“What about the nice guy theorem?” asks another man. “Nice guys finish last.”
“Not true,” Eastman says. “Those are just nice guys who don’t know how to market themselves.”
He continues to take questions until he runs out of space on the white board. Then he sets about answering them.
“What’s cool in the world of dating,” he tells the group, “is that no one’s ever telling you how they feel. They’re showing you.” He introduces “the orientation reflex.” That’s the move a person makes to orient toward what interests him—turning his head, for example. He insists that people orient toward us all the time, and we should learn to notice it. He talks about “pacifying gestures” we use to diffuse the anxiety of dating, how men rub their palms on their pants and women play with their fingers. He explains that many people do poorly on dates because they’re “emotionally incongruent”: What comes out of their mouths doesn’t match what shows on their faces.
He uses President Obama as an example: “During the debates, he’d say, ‘Mitt, I disagree with you,’ ” Eastman says, making a placid face. “Not, ‘Mitt! I disagree with you!’ ” Eastman says, changing his expression to an angry one. In that case, he explains, Obama came off as weaker than he meant to. But emotionally incongruent people can also come off as odd, and that can hurt them on dates.
So if they’re doing so many things wrong, how can discouraged daters improve their skills? “Video,” Eastman says. “You watch yourself on tape. Then you can change.” It might be a creepy move to set up a video camera on a first date, but Eastman will approximate the experience for you in his workshop by filming you talking to your classmates.

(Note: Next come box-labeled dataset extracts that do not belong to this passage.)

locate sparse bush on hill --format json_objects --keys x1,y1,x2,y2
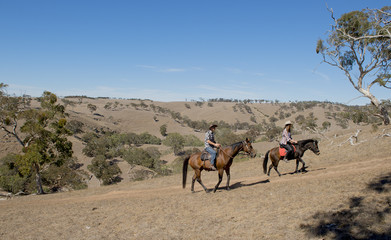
[
  {"x1": 265, "y1": 123, "x2": 283, "y2": 142},
  {"x1": 195, "y1": 101, "x2": 204, "y2": 107},
  {"x1": 42, "y1": 158, "x2": 88, "y2": 192},
  {"x1": 82, "y1": 132, "x2": 161, "y2": 159},
  {"x1": 183, "y1": 135, "x2": 204, "y2": 147},
  {"x1": 87, "y1": 155, "x2": 122, "y2": 185},
  {"x1": 160, "y1": 124, "x2": 167, "y2": 137},
  {"x1": 87, "y1": 103, "x2": 98, "y2": 114},
  {"x1": 163, "y1": 133, "x2": 185, "y2": 155},
  {"x1": 295, "y1": 112, "x2": 318, "y2": 130},
  {"x1": 0, "y1": 154, "x2": 29, "y2": 193},
  {"x1": 66, "y1": 120, "x2": 84, "y2": 134},
  {"x1": 322, "y1": 121, "x2": 331, "y2": 130},
  {"x1": 269, "y1": 116, "x2": 278, "y2": 123},
  {"x1": 250, "y1": 115, "x2": 257, "y2": 123}
]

After the first hour, Eastman tells his students to get up and mingle. Everyone stands and starts moving around the room, wearing I-can’t-believe-we’re-all-sober smiles. I talk with one woman, an actress in her early 30s who grew up in Virginia and feels mystified by New York men. “Southern men are so different,” she says. “Here, I’m confused. I’m always horrible on the first couple of dates.” She’s taken two of Eastman’s classes with a LivingSocial coupon, and she believes they’ve made her more aware. She feels more comfortable and less compelled than she used to be to fill every moment of silence on a date. I talk with a computer programmer (I knew it!) who is here for the first time and says he’s benefiting from the class. “I don’t agree with everything Blake says. But he’s good.” I talk with another woman who says that meeting Eastman and his girlfriend has changed her whole life. She has new friends, a new job, a new outlook. She wears the dreamy gaze of a cult member. I meet another man who has taken a few of Eastman’s classes and seems similarly enamored. “He’s just so amazing,” he says.

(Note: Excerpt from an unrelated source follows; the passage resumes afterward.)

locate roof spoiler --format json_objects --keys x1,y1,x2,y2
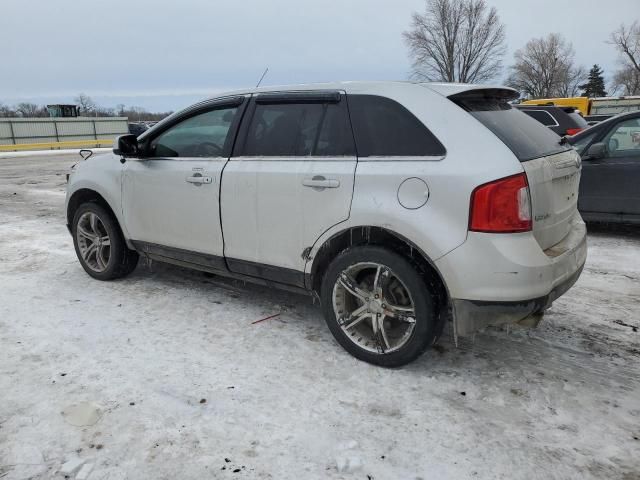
[{"x1": 421, "y1": 83, "x2": 520, "y2": 102}]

After living in New York City for six years, I’ve met (sometimes as a seeker, more often as a journalist) my share of self-help gurus: diet experts, sex coaches, life coaches, career coaches, a man who believes he can make anyone a millionaire, an older woman who wants to fill up Madison Square Garden with young women and preach against premarital sex, an angry meditation teacher who demands $2,500 for meditation classes. And all of them, even the angry meditation teacher, have disciples—people who think this guru must be the path to happiness; on the guru’s website, they’ll write testimonials: I don’t know where I’d be without him.
But Eastman seems far more sweet than parasitic: While we were waiting for his students to arrive, he gushed about his girlfriend, whom he met in one of his classes. “Most people don’t communicate,” he says. “My girlfriend and I are completely transparent. We have the best relationship I’ve ever seen.” He talked about how great his friends are, how supportive his parents are. When I asked him what learning nonverbal communication has done for him, he answered, “I don’t know where I’d be without it.” Eastman doesn’t give the impression that he aims to gather admirers but rather that he yearns to help people feel as comfortable as he’s learned to feel. “Communication is the most important part of relationships,” he says. “I want people to learn to communicate.”
Later in the night, the group engages in a second mingle. This time, they seem more relaxed. Still, Eastman has tips: “You were playing with your fingers behind your back,” he tells someone.
“And you,” he tells another student, “have a low blink rate. Guess who else has that? Me. And you know what happens if you stare at people without blinking? They’re gonna think you’re creepy.”
And then, some advice we could all use: “You look upset,” he tells one of the computer-programmer types. “Come on!” he says with a smile. “Relax.”